No stir of air was there;
Not so much life as on a summer day
Robs not one light seed from the feathered grass,
But where the dead leaf fell, there did it rest

Heaven and earth were two magnificent stillnesses, which appeared to gaze serenely and steadily at each other, with the calm dignity and perfect understanding of ancient friends, whose affinities can never be unsettled, except by the fiat of Him who first established them. Looking horizontally along the moors, in this manner, nothing was visible of those picturesque creases, which lie deep between these mountain ridges, and teem with the industrious multitudes of Lancashire and Yorkshire.

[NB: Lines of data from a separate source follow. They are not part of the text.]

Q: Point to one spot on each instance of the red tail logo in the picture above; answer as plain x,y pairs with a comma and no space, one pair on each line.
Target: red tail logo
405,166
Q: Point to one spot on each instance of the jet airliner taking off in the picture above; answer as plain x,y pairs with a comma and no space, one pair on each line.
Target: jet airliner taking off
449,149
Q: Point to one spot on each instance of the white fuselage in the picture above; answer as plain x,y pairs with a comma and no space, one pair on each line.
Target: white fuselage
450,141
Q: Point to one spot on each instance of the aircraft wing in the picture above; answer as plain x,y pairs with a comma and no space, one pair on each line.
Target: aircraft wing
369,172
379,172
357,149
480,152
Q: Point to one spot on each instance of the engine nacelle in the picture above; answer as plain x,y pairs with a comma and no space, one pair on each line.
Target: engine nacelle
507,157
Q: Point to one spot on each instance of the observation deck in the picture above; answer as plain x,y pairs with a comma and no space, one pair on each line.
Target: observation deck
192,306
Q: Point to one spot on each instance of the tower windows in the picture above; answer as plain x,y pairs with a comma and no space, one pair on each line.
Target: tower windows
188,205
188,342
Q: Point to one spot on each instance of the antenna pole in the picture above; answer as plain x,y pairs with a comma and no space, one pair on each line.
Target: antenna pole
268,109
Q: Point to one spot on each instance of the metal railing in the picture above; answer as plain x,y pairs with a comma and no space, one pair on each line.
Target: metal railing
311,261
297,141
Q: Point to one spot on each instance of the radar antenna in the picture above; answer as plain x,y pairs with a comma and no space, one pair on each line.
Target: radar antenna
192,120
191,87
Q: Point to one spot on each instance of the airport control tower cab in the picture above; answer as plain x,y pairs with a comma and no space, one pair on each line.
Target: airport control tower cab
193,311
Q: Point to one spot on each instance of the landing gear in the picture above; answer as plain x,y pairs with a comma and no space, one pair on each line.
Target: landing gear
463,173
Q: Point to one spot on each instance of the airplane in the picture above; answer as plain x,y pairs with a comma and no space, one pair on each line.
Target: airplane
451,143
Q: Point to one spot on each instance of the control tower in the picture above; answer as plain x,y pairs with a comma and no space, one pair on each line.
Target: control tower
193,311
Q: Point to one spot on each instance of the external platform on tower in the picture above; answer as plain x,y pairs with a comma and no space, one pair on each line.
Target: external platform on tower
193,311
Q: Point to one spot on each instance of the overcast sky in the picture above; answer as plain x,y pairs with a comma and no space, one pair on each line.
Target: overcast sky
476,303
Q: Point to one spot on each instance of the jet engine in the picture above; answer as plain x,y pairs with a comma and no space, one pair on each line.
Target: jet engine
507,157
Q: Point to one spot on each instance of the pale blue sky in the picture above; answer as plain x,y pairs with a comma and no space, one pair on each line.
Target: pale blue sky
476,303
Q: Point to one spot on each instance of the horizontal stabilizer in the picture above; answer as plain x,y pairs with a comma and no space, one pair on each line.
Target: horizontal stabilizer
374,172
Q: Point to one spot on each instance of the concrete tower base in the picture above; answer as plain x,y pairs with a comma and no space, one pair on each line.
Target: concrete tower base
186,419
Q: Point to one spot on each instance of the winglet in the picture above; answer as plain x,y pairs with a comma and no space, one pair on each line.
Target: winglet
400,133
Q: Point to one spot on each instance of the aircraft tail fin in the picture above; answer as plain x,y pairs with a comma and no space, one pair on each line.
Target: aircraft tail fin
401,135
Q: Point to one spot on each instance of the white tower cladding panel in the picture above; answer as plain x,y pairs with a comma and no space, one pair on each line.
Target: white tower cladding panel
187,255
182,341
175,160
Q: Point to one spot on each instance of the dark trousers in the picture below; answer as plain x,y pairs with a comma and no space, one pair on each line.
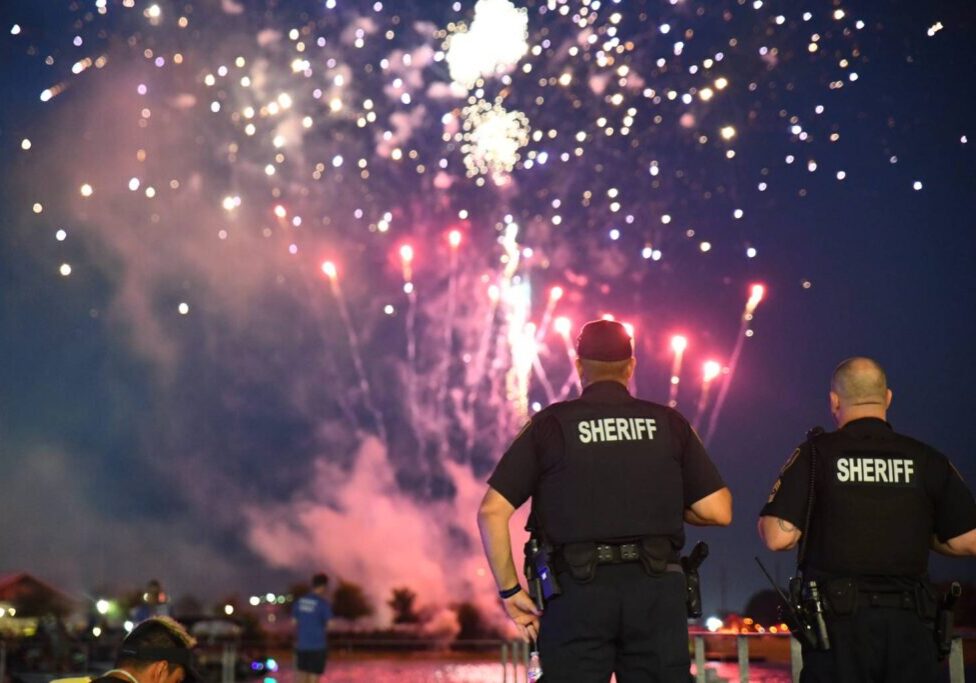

These hills form part of a continuous range, running across the island, in different elevations, and familiarly known as the "Backbone of England." Looking southward and south-east, in the direction of the rocky waste called "Stanedge,"—which is crossed by the high road from Manchester to Huddersfield—and "Buckstones," which, according to local tradition, was formerly an highwayman's haunt,—the whole country is one moorland wild; and the romantic hills of Saddleworth, with the dim summits of the Derbyshire mountains, bound the view. Northward, the landscape has the same general appearance. In this direction, Studley Pike lately occupied the summit of a lofty moorland, overlooking the valley between Hebden Bridge and the town of Todmorden; which is part of a district famous for its comely breed of people, and for the charms of its scenery. Studley Pike was a tall stone tower, erected to commemorate the restoration of peace, at the end of our wars with Napoleon. Singularly, it came thundering to the ground on the day of the declaration of war against Russia.

On the west, the valley of the Roch, with its towns and villages, stretches away out from this group of hills. Littleborough nestles immediately at the foot of the mountain; and the eye wanders along the vale, from hamlet to hamlet, till it reaches the towns of Rochdale, Bury, Heywood, Middleton, and the smoky canopy of Manchester in the distance. On a favourable day, many other large and more distant Lancashire towns may be seen. On the east, or Yorkshire side, looking towards Halifax, the hills appear to be endless. The valleys are smaller and more numerous, often lying in narrow gorges and woody ravines between the hills, hardly discernable from the distance. The mountain sides have a more cultivated look, and hovering halos of smoke, rising up from the mountain hollows, with, sometimes, the tops of factory chimneys peering out from the vales, show where villages like Ripponden and Sowerby are situated. On the distant edge of the horizon, a grey cloud hanging steadily beyond the green hill, called "King Cross" marks the locality of the town of Halifax. Green plots of cultivated land are creeping up the steep moors; and comfortable farm-houses, with folds of cottages, built of the stone of the district, are strewn about the lesser hills, giving life and beauty to the scene.